Kaza reinforces wildlife conversation

Leonard Ncube in LIVINGSTONE, Zambia

The Kavango Zambezi Transfrontier Conservation Area (Kaza TFCA) technical meetings are being held in Zambia as experts from the five Member States deliberate on the state of wildlife conservation ahead of the Ministers Meeting on Wednesday.

The Ministers Meeting will pave way for the Heads of State Summit on Friday, where all five Presidents from the Kaza Member States are expected to attend.

The Summit is being held under the theme “Leveraging Kaza’s natural capital and cultural heritage resources as catalysts for development of the eco-system.”

Wildlife, conservation and tourism experts are attending the meeting, which started on Saturday.

Representing the Permanent Secretary in the Ministry of Environment, Climate and Wildlife, Professor Prosper Matondi, the Director for Wildlife and Forestry Resources Management in the Ministry, Mr Tanyaradzva Mundoga said Kaza should be the best-managed conservation area in the world.

The KAZA TFCA is a conservation area spanning five Southern African countries. It is centred on the Caprivi-Chobe-Victoria Falls corridor.

It has 520 000 km2 across Angola, Botswana, Namibia, Zambia and Zimbabwe, with a population of three million people and 227 900 elephants.

Said Mr Mundoga: “This programme started on May 24 with technical meetings and we had a deep dive into key issues. On Monday we discussed how we are implementing Kaza and managing the wildlife resource to ensure that communities benefit.

“The Ministers Meeting will then distil the issues coming out of the technical meetings for the Heads of State Summit. We are expecting that our Heads of State will reaffirm their commitment so that Kaza becomes a success and maintains its position as the best managed conservation area, not only in Africa but in the whole world,” said Mr Mundoga.
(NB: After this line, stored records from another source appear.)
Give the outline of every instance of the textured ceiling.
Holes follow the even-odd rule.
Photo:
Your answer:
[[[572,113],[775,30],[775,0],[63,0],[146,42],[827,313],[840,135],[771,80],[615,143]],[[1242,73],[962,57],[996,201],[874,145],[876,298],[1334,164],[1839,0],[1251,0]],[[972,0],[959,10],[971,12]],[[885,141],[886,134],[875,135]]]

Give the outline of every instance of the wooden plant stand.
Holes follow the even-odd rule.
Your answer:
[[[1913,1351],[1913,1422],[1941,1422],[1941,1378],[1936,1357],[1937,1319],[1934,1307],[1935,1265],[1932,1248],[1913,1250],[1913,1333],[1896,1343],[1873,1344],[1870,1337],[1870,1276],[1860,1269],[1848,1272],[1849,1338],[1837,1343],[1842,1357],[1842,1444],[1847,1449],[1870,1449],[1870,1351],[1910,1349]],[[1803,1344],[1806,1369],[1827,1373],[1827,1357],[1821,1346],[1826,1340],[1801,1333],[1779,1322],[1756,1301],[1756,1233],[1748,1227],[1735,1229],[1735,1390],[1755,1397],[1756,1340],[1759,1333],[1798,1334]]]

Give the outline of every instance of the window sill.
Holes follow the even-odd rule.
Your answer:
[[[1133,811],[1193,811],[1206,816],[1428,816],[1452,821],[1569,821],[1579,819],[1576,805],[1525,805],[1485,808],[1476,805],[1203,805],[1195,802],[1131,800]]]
He implored Kaza Member States – Angola, Botswana, Namibia, Zambia and Zimbabwe – to join forces to address human-wildlife conflict.

“We need to seriously consider Kaza’s financial position so that we do not depend on donor support. We need to provide for our communities using our own resources. We have serious human-wildlife conflict in the Kaza landscape so we also need to learn from our counterparts,” he said.

Permanent Secretary in the Ministry of Tourism and Hospitality Industry, Dr Takaruza Munyanyiwa said Zimbabwe has done a lot in terms of wildlife conservation, especially through various programmes such as the Communal Areas Management Programme for Indigenous Resources (Campfire) where communities are involved as decision makers.

“Being part of this five-country bloc helps us in conservation and gives us a diversified product for promotion. This meeting is going to look at a number of issues that will improve mobility among the countries. All this hinges on working with the communities.

“The issue of community involvement came out prominently in the discussions, we should not leave any community behind,” said Dr Munyanyiwa.

About 70 percent of the Kaza land is under conservation and there are 103 wildlife management areas, 85 forest reserves and three world heritage sites in the area.

The Kaza States signed a Memorandum of Understanding in 2006, resulting in the Kaza Treaty of 2011.